“Gangster Squad’: Doing what’s necessary to neutralize a mobster in an era of rampant corruption

If Jack Webb were alive today, it would be interesting to see his reaction to movies that have come out in the last couple of decades, like “L.A. Confidential,” “The Black Dahlia” and “Training Day,” that portray the Los Angeles Police Department in less than flattering ways. These movies are not the gentle productions like Webb’s “Dragnet” and “Adam-12” that presented L.A. police officers and detectives as hard-working, diligent and honest men.

Well, he might have had trouble at first reconciling the uncompromising men that make up “Gangster Squad,” but he might have warmed up to them later.

“Gangster Squad,” based upon a book by Paul Lieberman, adapted for the screen by Will Beall and directed by Ruben Fleischer (“Zombieland”), is a Western, but based in L.A. in the late 1940s. It’s a simple good guys vs. bad guys story that looks very film noir but explodes with violence that can be over the top.

It also boasts an impressive cast, featuring Josh Brolin, Ryan Gosling, Nick Nolte and Sean Penn.

In the late 1940s, Mickey Cohen (Penn, hamming it up) owns just about every illegal but thriving enterprise in the City of Angels, plus a substantial investment in the right people within the law enforcement/justice empire — essentially giving him endless access to rake in the big bucks.

Chief Parker (Nolte), fed up with the futility of having his honest cops arresting Cohen employees only to have them sprung by bought-and-paid-for judges, decides it is time to get serious.

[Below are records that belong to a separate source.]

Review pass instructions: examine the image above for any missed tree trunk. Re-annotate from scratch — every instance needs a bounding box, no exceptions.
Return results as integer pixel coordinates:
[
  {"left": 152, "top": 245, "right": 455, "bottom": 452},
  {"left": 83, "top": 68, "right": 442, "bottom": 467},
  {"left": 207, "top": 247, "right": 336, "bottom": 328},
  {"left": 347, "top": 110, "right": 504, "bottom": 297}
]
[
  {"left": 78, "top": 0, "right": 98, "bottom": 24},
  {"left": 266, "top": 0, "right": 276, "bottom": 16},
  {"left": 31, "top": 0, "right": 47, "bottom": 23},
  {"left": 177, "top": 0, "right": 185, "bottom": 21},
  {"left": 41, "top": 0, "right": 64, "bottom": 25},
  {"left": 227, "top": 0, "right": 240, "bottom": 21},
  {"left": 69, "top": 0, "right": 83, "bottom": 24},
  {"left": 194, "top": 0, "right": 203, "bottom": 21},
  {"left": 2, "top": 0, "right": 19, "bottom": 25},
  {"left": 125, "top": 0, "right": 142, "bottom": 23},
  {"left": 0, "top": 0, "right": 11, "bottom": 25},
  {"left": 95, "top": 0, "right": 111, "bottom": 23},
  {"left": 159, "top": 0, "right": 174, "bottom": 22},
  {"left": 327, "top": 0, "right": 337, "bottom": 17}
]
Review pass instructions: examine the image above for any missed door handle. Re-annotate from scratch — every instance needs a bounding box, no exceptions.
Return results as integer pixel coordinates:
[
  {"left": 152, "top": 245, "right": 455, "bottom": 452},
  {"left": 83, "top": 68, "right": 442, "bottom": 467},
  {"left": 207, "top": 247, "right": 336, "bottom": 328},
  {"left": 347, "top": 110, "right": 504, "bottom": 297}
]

So he recruits Sgt. John O’Mara (Brolin), a super tough WWII veteran who does not hesitate to mix it up with the criminal elements, getting bloodied in the process — but you should see other guys. Parker does not hold back. He tells O’Mara to do whatever is necessary to bring down Cohen’s operations — even if the actions are illegal.

O’Mara, aided by his wife Connie (Mireille Enos) — a welcome deviation from the usual weepy cop’s wife seen in movies — selects a few officers who might fit the bill of this group that will be doing things not by the book.

They include Officer Coleman Harris (Anthony Mackie), a beat cop tired of all the drugs infested within the black community; Officer Max Kennard (Robert Patrick), a throwback to the old lawmen who drew guns from holsters; Officer Conway Keeler (Giovanni Ribisi) a first-generation electronics nerd; and Officer Navidad Ramirez (Michael Pena), who although not recruited but as a tag-along of Kennard eventually wins over O’Mara.

Meanwhile, O’Mara also tries to secure the services of Det. Jerry Wooters (Gosling), a gifted detective who is just going through the motions and is not interested in O’Mara’s plans, until a tragedy that hits home inspires him to join the squad.

As sometimes happens, the squad blunders early in the game, with O’Mara and Harris being jailed in Burbank, where the entire police department seems to be on the Cohen payroll. The squad pulls off a breakout in a comically nearly-goofed up operation.

But eventually the squad starts making an impact on Cohen’s interests, and the gangster king, as portrayed by Penn, fumes, with veins bulging, and blows up.  The Cohen in this movie is a caricature of the totally evil, greedy bad guy. If you work for Cohen and make a mistake, you do not get a write-up — you get dead.

As usual in these intense match-ups of good vs. evil, the ante is increased. Nice people will die along with the not-so-nice. Gosling’s Wooters falls in love with one of Cohen’s ladies, an “etiquette” adviser named Grace Faraday (Emma Stone), ratcheting up the risks not only for the cop but for the lady. This romance also sets up one of those silly, cliched exchanges — Wooters: “Don’t go”; Grace: “Don’t let me.”

Brolin delivers the right dose of stoicism for O’Mara, a former soldier now fighting a war in his own city. He sets aside any conflicts he may have regarding the tactics of his squad despite butting heads with a couple of the men, Wooters and Keeler specifically, who are the voices of conscience.

“Gangster Squad” is not meant to be a deep study in characterization, nor an analysis of the pros and cons of the ends justify the means. It is a fast-paced, action-packed shoot-’em-up, with a few blow-’em-up scenarios thrown in — and all with the glamorous backdrop of Los Angeles.